Circling the wagons is a phrase I use to describe how evangelicals need to stick together for purposes of outreach to the sinning population as well as for forming a cohesive unit to defy the outer world. This can be seen in off-handed comments such as Mr Lutzer gave regarding the Bible and how smartphone Bibles do not qualify. He later disparaged how people with smartphones can even locate the grave of celebrities. Message conveyed: Keep it simple, stupid! Do things the old way...you know...the conservative way, the Republican way. (I may be overreaching there, but he also made a comment about a certain Chicago politician--Lutzer was in the Moody Church in Chicago for some time--who once made a comment about hoping he wasn’t being too clear. Was this Obama? Certainly it was a Chicago Democrat.)

When you do not want to seriously investigate a matter, seriously dig deep into questions that human beings have asked themselves from time immemorial, you depend on cliche. These cliches (“Denial ain’t just a river in Egypt”; death treated as a mere decision one made that leads to Heaven--and what is Heaven, Mr. Lutzer? Somewhere where people need an event coordinator--or Hell, and we all know what Hell is, yes?) give us a hand-hold to something I suppose, but it isn’t much. There is no question without an answer. No doubts are left hanging in the air. Those who disagree with this type of cultish thought are dismissed with a joke, or pityingly since they are to be burned in the fire of eternal torture.

And that leads to the final, ever-popular Heaven and Hell. Mostly Hell, but Lutzer likes to imagine a Heaven that is so active, that it seems to resemble one of those old age gated communities with event coordinators and there is just too much stuff for any one person to do (guffaw, guffaw). And Hell of course is deserved, since those people didn’t exercise their God-given brains to decide to follow Jesus. You see that? They have to decide, use their brains. This might cause a thinking person to wonder what happens to people who don’t have thinking brains, or brains adequate for the decision. I guess they just burn in Hell. And what about that decision these evangelicals make? Can it be unmade? Nope. That pastor who happens to sexually harass women, or men, or kids...they get that ticket too. You know who doesn’t get it? Catholics. Because, as Lutzer erroneously states, they depend on the sacraments to be saved. Wrong. But Lutzer has obviously never bothered to even ask a Catholic who knows about such things what the Church truly teaches. I would direct him here. Or, better, anyone can read for themselves directly from the Catechism. They make it pretty easy to find out what is and is not taught within the Catholic Church. There is no excuse for such errors as Lutzer makes, other than laziness or prejudice.

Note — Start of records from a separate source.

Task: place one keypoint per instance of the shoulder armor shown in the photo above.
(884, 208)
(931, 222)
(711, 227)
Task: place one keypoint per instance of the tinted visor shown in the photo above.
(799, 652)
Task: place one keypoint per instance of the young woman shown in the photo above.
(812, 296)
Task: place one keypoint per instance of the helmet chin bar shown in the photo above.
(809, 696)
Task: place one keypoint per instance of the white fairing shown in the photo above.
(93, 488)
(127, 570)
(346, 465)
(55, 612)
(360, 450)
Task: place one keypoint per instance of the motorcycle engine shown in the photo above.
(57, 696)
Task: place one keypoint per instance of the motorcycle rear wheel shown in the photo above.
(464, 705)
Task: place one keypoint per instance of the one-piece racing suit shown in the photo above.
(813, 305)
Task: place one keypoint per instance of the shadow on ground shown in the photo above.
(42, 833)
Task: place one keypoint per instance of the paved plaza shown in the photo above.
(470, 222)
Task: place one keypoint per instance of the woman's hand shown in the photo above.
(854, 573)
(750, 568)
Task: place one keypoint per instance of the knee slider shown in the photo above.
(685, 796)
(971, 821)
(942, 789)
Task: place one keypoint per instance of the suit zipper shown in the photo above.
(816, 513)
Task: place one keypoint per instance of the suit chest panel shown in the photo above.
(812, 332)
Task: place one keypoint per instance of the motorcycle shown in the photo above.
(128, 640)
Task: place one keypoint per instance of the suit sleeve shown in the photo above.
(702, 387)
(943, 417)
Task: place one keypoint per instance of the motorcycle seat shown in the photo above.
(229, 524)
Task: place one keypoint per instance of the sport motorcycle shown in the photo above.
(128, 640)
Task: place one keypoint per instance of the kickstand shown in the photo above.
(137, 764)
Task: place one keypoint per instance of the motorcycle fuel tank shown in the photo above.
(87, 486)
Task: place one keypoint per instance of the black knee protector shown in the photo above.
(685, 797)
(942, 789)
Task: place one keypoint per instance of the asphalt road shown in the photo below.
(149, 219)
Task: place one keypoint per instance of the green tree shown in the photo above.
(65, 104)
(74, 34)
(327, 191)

I won’t detail the Catholic argument, but I will say that it makes a lot of sense. And the protestant argument seems to me to have a lot of holes. But we cannot argue the point within the Evangelical Church; we have to adhere to the talking points and spit out the doctrine. Even if it doesn’t make sense; even if it goes against verses within the Bible (see 1 John; see...Oh, here (from the citation above):
"Are you saved?" asks the Fundamentalist. The Catholic should reply: "As the Bible says, I am already saved (Rom. 8:24, Eph. 2:5–8), but I’m also being saved (1 Cor. 1:18, 2 Cor. 2:15, Phil. 2:12), and I have the hope that I will be saved (Rom. 5:9–10, 1 Cor. 3:12–15). Like the apostle Paul I am working out my salvation in fear and trembling (Phil. 2:12), with hopeful confidence in the promises of Christ (Rom. 5:2, 2 Tim. 2:11–13)."